Data from the Australian Institute of Health and Welfare shows that over the past seven reporting years, Victoria has continually had the highest rate of physical restraint of any state in Australia. While this rate is trending downward, reporting mechanisms for restrictive interventions are limited and can vary from state to state.

Oversight bodies must have access to comprehensive information about all mental health matters in all emergency departments, to ensure we have the best possible understanding of the key issues in these complex environments.

In the most recent reporting year, there were 58,462 mental-health-related presentations to public emergency departments in Victoria, yet only 57 per cent were seen on time according to triage status – which is below the national average.

At a time when the number of suicides per year is at an all-time high in Victoria, and the suicide rate is at a four-year high, every possible step should be taken to provide safe and effective emergency treatment to all Victorians.

The Mental Health and Wellbeing Commission is an independent statutory authority established on 1 September 2023 to monitor and report on system performance, conduct investigations and inquiries on systemic issues, hold the government to account for the implementation of the Royal Commission into Victoria’s Mental Health System and make recommendations to the Minister and Premier.

Quotes attributable to the Mental Health and Wellbeing Commission

“All Victorians should have equal protection of their human rights when attending an emergency department for mental ill-health or psychological distress and we continue to call on the government to look at ways of addressing gaps in oversight and safeguarding.”
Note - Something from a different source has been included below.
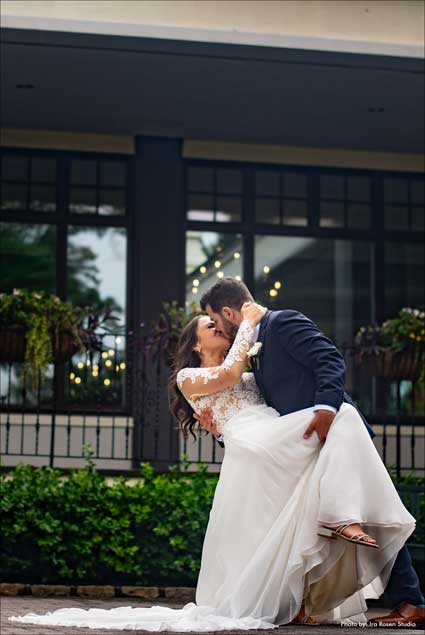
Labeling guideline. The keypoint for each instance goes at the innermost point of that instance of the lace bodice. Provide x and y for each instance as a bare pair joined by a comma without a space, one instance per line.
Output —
225,402
228,402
“While we support the Victorian Government’s commitment to eliminate the use of restrictive interventions in mental health treatment, looking at ways to gather consistent state-wide data – that paints a full picture – will ensure that the use of these harmful practices can be better understood and addressed.”

“Victoria’s mental health reforms are an exciting, one-in-a-generation opportunity to create a safer mental health and wellbeing system and we look forward to continuing to work with government, the OCP, people with a lived experience, other oversight bodies, peak bodies, advocates, academics and other sector experts to ensure we get the best possible outcomes for all Victorians.”